Full report is now ready..

https://www.hybrid-analysis.com/sample/c41c028d807d241027ce0c62e317f46cd68426c5ce1a3204bfc20a8b05ccd47f/5d10ca27038838004c83abab

Code:

Found potential URL in binary/memory

details
    Heuristic match: "iplogger.org"
    Heuristic match: "pastebin.com"
    Pattern match: "https://iplogger.org/templates/new/i/200x200.png"
    Pattern match: "https://maper.info/XuBf3"
    Pattern match: "https://iplogger.org/rules/"
    Heuristic match: "GET /raw/diuCKBNL HTTP/1.1
    Host: pastebin.com" 
source
    String
relevance
    10/10

it also seems to contact a US server and a DE (german) server I will try do some more indepth on the EXE when I have some more time later.

Bob is correct the best thing to do is to wipe down.

You can look at something like DBAN  ( https://dban.org/ )
This will allow you to securely wipe the HD and make sure there is nothing left on the system..

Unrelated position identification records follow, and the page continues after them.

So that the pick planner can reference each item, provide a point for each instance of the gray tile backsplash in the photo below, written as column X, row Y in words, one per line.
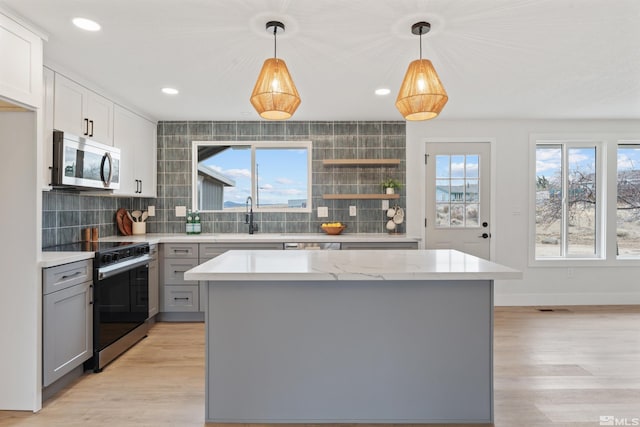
column 330, row 140
column 67, row 213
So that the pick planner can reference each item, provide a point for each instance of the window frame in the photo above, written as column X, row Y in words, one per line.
column 254, row 145
column 602, row 200
column 630, row 142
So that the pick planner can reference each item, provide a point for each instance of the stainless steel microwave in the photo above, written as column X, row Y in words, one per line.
column 81, row 163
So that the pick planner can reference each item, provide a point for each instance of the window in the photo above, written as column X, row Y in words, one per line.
column 628, row 201
column 276, row 175
column 567, row 200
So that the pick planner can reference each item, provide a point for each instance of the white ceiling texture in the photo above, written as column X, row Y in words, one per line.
column 496, row 58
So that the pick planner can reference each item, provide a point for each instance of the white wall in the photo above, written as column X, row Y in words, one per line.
column 20, row 294
column 613, row 284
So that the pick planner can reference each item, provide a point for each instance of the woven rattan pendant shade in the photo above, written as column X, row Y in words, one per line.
column 421, row 96
column 275, row 96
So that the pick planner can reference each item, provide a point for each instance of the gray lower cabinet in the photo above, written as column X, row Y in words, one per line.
column 67, row 319
column 177, row 294
column 154, row 282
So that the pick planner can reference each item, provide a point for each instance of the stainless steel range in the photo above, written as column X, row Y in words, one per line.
column 120, row 297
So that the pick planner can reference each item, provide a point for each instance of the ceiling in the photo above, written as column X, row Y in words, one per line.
column 496, row 58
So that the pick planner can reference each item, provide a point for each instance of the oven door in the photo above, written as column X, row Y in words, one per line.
column 121, row 303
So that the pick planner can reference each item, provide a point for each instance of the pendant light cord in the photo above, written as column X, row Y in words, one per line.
column 275, row 41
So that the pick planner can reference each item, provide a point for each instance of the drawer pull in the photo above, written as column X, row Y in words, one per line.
column 65, row 277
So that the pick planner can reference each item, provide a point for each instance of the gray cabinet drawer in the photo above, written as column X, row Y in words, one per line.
column 174, row 270
column 212, row 250
column 379, row 245
column 180, row 250
column 66, row 275
column 181, row 298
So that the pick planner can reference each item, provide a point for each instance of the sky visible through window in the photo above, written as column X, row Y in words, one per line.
column 282, row 175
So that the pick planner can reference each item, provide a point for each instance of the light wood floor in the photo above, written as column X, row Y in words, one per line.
column 562, row 368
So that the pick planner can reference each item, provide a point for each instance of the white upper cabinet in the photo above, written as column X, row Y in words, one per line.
column 136, row 138
column 21, row 70
column 48, row 79
column 82, row 112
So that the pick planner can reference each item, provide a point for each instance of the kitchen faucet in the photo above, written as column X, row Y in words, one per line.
column 248, row 218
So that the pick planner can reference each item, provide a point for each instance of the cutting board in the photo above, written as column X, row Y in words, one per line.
column 124, row 222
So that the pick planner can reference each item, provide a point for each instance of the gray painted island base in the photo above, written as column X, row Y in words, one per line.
column 341, row 351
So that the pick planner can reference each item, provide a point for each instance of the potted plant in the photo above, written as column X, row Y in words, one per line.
column 390, row 185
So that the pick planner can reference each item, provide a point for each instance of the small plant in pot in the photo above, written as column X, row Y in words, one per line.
column 390, row 185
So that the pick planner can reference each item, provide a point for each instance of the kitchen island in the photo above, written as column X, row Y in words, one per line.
column 365, row 336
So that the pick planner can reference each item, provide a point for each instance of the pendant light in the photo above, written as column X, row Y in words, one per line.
column 421, row 95
column 275, row 96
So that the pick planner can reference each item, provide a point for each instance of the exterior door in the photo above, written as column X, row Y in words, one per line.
column 458, row 197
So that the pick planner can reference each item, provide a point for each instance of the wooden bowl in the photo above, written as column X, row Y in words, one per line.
column 333, row 230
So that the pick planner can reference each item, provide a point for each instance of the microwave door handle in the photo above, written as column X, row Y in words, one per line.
column 107, row 181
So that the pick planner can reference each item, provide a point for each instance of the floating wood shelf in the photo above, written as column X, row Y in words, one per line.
column 360, row 196
column 360, row 162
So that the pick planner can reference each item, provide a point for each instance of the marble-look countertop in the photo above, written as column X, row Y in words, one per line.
column 309, row 265
column 264, row 237
column 51, row 259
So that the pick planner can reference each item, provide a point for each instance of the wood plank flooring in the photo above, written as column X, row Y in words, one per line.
column 566, row 368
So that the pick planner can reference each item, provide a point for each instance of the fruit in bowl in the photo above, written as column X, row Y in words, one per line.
column 333, row 227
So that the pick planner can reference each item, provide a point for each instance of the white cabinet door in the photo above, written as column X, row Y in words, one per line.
column 100, row 114
column 146, row 165
column 124, row 130
column 47, row 128
column 154, row 283
column 68, row 107
column 21, row 70
column 81, row 112
column 67, row 330
column 136, row 138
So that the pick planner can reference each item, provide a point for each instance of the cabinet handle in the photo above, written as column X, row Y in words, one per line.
column 71, row 275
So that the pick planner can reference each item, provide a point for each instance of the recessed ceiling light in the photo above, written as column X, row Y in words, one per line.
column 86, row 24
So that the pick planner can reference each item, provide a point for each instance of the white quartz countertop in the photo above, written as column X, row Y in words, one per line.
column 241, row 265
column 51, row 259
column 264, row 237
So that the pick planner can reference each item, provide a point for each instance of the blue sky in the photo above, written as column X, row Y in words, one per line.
column 282, row 173
column 548, row 160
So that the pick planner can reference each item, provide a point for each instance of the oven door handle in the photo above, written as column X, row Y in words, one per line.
column 112, row 270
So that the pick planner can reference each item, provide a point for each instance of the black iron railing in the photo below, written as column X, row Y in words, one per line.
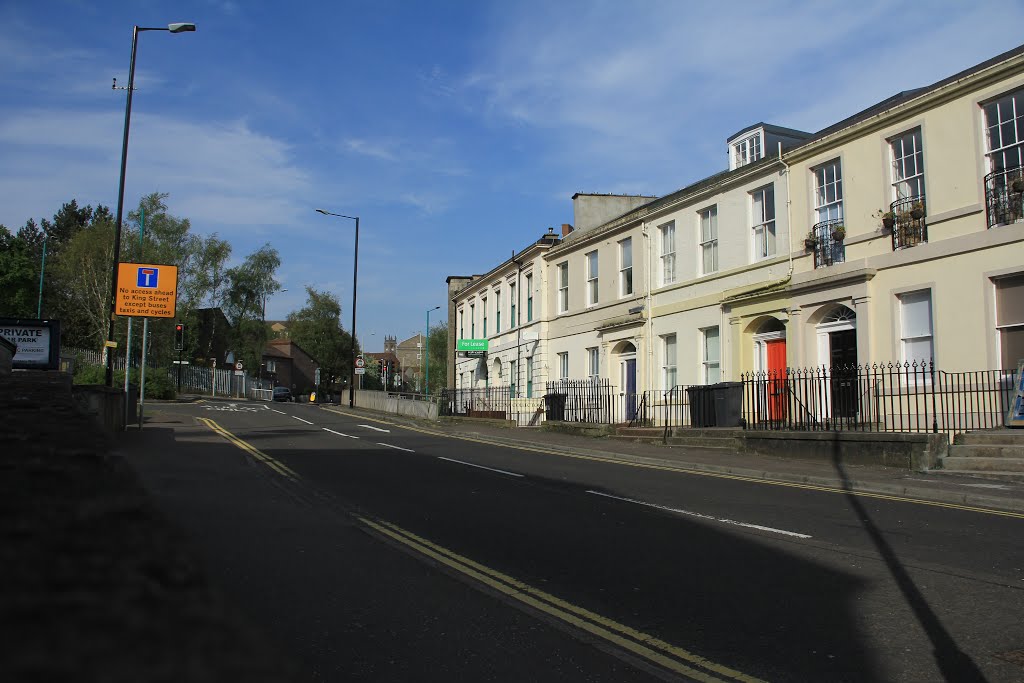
column 884, row 397
column 480, row 401
column 825, row 239
column 909, row 227
column 1005, row 197
column 588, row 400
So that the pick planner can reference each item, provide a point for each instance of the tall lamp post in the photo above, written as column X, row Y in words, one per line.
column 172, row 28
column 426, row 354
column 355, row 281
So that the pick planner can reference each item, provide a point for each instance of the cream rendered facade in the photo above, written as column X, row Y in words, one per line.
column 506, row 307
column 730, row 300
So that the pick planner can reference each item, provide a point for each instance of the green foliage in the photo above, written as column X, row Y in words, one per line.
column 438, row 356
column 316, row 328
column 158, row 384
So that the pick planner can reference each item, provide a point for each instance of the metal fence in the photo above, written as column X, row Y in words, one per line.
column 592, row 400
column 884, row 397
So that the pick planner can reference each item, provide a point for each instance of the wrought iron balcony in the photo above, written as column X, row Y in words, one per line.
column 825, row 239
column 909, row 227
column 1005, row 197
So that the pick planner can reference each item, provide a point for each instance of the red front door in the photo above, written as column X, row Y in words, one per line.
column 775, row 350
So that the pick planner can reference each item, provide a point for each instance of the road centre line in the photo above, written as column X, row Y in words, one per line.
column 276, row 466
column 644, row 645
column 396, row 447
column 701, row 516
column 717, row 475
column 461, row 462
column 339, row 433
column 388, row 431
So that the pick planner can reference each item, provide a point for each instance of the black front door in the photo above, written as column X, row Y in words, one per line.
column 843, row 357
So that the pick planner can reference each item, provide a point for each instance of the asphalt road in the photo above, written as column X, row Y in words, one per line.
column 371, row 551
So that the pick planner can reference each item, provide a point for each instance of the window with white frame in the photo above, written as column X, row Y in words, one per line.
column 1005, row 128
column 592, row 291
column 498, row 311
column 1010, row 319
column 908, row 165
column 563, row 287
column 763, row 212
column 828, row 191
column 626, row 266
column 512, row 302
column 711, row 354
column 668, row 252
column 747, row 151
column 529, row 297
column 915, row 327
column 709, row 240
column 669, row 373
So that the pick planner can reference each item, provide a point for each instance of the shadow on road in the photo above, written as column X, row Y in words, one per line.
column 954, row 664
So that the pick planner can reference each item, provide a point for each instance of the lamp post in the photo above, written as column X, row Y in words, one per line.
column 426, row 354
column 355, row 281
column 172, row 28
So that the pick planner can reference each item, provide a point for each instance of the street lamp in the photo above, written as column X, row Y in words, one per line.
column 355, row 280
column 426, row 353
column 172, row 28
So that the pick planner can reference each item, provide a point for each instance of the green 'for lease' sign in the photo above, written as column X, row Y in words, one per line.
column 471, row 345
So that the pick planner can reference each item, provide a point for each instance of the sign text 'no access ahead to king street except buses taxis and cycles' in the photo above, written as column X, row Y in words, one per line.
column 146, row 290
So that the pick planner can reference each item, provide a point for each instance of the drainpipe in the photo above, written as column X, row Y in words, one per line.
column 647, row 303
column 788, row 207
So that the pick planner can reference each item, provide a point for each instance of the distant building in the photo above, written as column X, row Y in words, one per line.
column 289, row 366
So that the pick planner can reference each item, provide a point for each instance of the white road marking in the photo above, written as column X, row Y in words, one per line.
column 452, row 460
column 396, row 447
column 376, row 428
column 702, row 516
column 339, row 433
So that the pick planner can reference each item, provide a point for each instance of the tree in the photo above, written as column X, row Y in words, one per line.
column 316, row 328
column 248, row 287
column 437, row 337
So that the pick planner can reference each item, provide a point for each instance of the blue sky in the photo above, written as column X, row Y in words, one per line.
column 457, row 130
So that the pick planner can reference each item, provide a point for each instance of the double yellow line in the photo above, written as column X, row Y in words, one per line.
column 640, row 644
column 276, row 466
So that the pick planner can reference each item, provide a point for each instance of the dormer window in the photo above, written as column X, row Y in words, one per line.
column 747, row 151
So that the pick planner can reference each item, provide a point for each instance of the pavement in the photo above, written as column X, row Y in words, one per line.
column 94, row 584
column 935, row 485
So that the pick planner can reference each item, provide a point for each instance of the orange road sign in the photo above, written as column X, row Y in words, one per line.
column 145, row 290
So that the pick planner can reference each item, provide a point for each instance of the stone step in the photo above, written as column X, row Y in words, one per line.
column 994, row 451
column 981, row 464
column 698, row 442
column 991, row 437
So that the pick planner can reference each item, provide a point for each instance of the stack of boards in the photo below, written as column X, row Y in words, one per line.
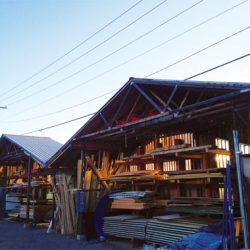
column 125, row 226
column 161, row 229
column 170, row 228
column 132, row 200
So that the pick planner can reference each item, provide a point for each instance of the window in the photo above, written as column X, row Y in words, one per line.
column 133, row 168
column 169, row 166
column 244, row 148
column 150, row 166
column 188, row 165
column 222, row 160
column 222, row 143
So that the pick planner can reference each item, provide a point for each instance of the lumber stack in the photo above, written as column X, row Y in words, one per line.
column 132, row 200
column 126, row 226
column 136, row 176
column 168, row 229
column 195, row 205
column 65, row 217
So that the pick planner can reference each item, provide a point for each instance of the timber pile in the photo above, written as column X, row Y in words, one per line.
column 65, row 217
column 168, row 229
column 195, row 174
column 179, row 149
column 196, row 205
column 132, row 200
column 136, row 176
column 126, row 226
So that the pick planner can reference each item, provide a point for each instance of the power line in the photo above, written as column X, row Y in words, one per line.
column 59, row 124
column 107, row 56
column 64, row 109
column 144, row 53
column 126, row 62
column 201, row 73
column 198, row 52
column 73, row 49
column 89, row 51
column 219, row 66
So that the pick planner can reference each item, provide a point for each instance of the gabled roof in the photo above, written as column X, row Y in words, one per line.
column 149, row 98
column 41, row 149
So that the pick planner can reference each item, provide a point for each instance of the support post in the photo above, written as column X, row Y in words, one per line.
column 241, row 189
column 28, row 191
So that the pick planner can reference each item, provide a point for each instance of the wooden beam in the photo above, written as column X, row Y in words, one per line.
column 96, row 172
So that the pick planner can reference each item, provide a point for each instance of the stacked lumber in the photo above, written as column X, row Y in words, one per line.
column 126, row 226
column 13, row 203
column 134, row 200
column 168, row 229
column 136, row 176
column 65, row 217
column 195, row 205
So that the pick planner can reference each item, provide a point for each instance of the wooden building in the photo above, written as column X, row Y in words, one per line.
column 168, row 136
column 24, row 175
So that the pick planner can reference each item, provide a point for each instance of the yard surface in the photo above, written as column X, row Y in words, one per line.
column 14, row 236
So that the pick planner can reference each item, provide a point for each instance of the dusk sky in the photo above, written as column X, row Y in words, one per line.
column 42, row 87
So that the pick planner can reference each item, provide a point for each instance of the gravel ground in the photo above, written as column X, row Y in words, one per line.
column 14, row 236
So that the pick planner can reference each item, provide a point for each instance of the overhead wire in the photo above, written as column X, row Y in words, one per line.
column 64, row 109
column 73, row 49
column 136, row 57
column 90, row 50
column 191, row 77
column 107, row 56
column 198, row 52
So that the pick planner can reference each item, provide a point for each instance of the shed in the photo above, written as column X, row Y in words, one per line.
column 24, row 173
column 173, row 137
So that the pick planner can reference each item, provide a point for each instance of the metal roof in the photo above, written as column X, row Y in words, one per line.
column 113, row 105
column 41, row 149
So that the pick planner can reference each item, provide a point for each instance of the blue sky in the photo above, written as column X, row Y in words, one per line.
column 36, row 32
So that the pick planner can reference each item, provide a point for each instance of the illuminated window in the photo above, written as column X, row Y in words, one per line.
column 222, row 143
column 170, row 141
column 169, row 166
column 150, row 166
column 222, row 160
column 188, row 164
column 133, row 168
column 244, row 148
column 221, row 193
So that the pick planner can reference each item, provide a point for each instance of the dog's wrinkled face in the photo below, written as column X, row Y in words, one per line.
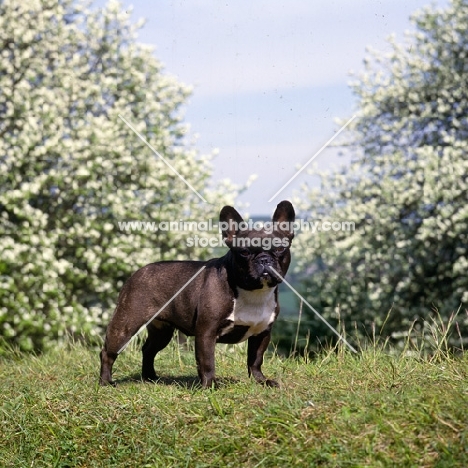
column 256, row 254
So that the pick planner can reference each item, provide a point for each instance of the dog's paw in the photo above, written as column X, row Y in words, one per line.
column 150, row 378
column 271, row 383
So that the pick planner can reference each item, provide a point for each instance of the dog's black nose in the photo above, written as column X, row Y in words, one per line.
column 263, row 260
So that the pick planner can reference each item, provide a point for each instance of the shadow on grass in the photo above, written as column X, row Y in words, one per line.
column 183, row 381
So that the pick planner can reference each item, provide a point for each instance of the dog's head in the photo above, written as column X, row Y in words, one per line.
column 258, row 256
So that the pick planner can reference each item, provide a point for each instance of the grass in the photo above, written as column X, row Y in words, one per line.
column 338, row 410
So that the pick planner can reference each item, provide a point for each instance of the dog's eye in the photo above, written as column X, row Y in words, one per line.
column 244, row 252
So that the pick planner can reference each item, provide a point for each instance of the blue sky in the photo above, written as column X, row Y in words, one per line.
column 270, row 77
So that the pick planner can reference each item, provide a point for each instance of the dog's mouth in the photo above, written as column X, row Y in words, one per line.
column 270, row 276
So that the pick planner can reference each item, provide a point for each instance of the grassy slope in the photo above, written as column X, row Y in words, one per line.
column 338, row 410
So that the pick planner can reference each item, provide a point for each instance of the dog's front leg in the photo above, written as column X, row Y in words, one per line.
column 204, row 353
column 256, row 348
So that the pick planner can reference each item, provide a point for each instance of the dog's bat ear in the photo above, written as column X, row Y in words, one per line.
column 229, row 222
column 284, row 217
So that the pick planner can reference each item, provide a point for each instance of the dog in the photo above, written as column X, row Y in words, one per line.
column 223, row 300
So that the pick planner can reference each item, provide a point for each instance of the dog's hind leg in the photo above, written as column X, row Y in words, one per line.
column 119, row 332
column 159, row 336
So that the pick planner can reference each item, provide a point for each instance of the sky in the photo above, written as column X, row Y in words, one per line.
column 270, row 78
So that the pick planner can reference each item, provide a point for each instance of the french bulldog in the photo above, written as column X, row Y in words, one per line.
column 223, row 300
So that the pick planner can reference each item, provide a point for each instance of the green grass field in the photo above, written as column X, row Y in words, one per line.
column 338, row 410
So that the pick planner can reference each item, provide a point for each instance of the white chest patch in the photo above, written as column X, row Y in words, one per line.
column 253, row 309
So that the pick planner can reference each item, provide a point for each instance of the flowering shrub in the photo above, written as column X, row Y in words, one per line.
column 70, row 168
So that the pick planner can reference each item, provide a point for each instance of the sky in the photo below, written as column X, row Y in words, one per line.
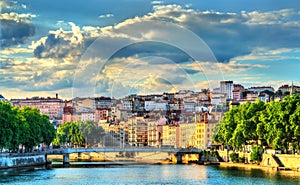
column 115, row 48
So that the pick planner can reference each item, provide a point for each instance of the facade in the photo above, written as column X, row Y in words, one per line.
column 261, row 89
column 227, row 88
column 137, row 131
column 103, row 102
column 53, row 107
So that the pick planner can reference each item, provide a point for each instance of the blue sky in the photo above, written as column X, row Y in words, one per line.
column 113, row 48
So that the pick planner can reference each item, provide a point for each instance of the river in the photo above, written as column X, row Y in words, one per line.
column 148, row 174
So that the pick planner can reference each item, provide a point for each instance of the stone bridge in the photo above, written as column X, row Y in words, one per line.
column 178, row 152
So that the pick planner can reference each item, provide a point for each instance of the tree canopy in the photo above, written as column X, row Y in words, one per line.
column 276, row 123
column 78, row 133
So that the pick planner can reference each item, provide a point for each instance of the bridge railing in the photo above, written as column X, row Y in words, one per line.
column 126, row 149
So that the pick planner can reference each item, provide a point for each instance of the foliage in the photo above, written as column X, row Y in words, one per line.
column 256, row 155
column 78, row 133
column 24, row 126
column 276, row 123
column 234, row 157
column 92, row 133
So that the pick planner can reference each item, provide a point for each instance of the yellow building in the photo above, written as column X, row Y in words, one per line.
column 196, row 135
column 137, row 131
column 169, row 136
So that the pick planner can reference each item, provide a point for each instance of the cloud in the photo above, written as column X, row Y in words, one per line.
column 15, row 28
column 234, row 34
column 157, row 2
column 236, row 39
column 106, row 16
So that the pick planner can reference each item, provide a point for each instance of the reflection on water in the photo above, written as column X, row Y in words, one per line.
column 149, row 174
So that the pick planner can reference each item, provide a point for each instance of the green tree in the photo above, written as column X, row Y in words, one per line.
column 256, row 154
column 91, row 132
column 69, row 134
column 7, row 125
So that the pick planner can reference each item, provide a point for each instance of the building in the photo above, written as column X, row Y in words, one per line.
column 103, row 102
column 260, row 89
column 137, row 131
column 227, row 88
column 53, row 107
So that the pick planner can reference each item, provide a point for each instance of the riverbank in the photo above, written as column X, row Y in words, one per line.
column 21, row 160
column 246, row 166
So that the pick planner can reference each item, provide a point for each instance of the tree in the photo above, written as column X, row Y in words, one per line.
column 47, row 131
column 92, row 133
column 69, row 134
column 7, row 124
column 256, row 155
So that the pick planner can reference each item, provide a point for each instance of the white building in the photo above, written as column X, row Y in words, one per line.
column 218, row 98
column 227, row 88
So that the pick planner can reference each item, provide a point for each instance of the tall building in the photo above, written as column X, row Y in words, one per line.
column 227, row 88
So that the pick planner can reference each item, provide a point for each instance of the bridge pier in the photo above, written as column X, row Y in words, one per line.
column 66, row 160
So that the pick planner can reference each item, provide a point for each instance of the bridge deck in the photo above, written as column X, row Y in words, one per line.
column 126, row 149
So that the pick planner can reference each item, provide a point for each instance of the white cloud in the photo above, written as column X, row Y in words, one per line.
column 232, row 37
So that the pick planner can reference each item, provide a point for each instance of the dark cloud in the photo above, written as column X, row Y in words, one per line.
column 235, row 34
column 14, row 32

Another things possibly you should check is your bios make sure nothing has been modified in the BIOS but from looking at this malware I don't think it's packed with a rootkit or bootkit.

Code:

Domain 	Address 	Registrar 	Country
iplogger.org
	88.99.66.31
TTL: 1487 	Regtime Ltd.
Name Server: NS1.FASTVPS.RU
Creation Date: Sun, 03 Apr 2011 15:52:04 GMT 	Flag of Germany Germany
pastebin.com
	104.20.209.21
TTL: 233 	ENOM, INC.
Organization: WHOISGUARD, INC.
Name Server: SUE.NS.CLOUDFLARE.COM
Creation Date: Tue, 03 Sep 2002 00:00:00 GMT 	Flag of United States United States
Contacted Hosts
IP Address 	Port/Protocol 	Associated Process 	Details
88.99.66.31
443
TCP 	ema20cross20bybit20v1.exe
PID: 2920 	Flag of Germany Germany
104.20.209.21
443
TCP 	ema20cross20bybit20v1.exe
PID: 2920 	Flag of United States United States
Contacted Countrie

Attack surface processing.  Seems to hook.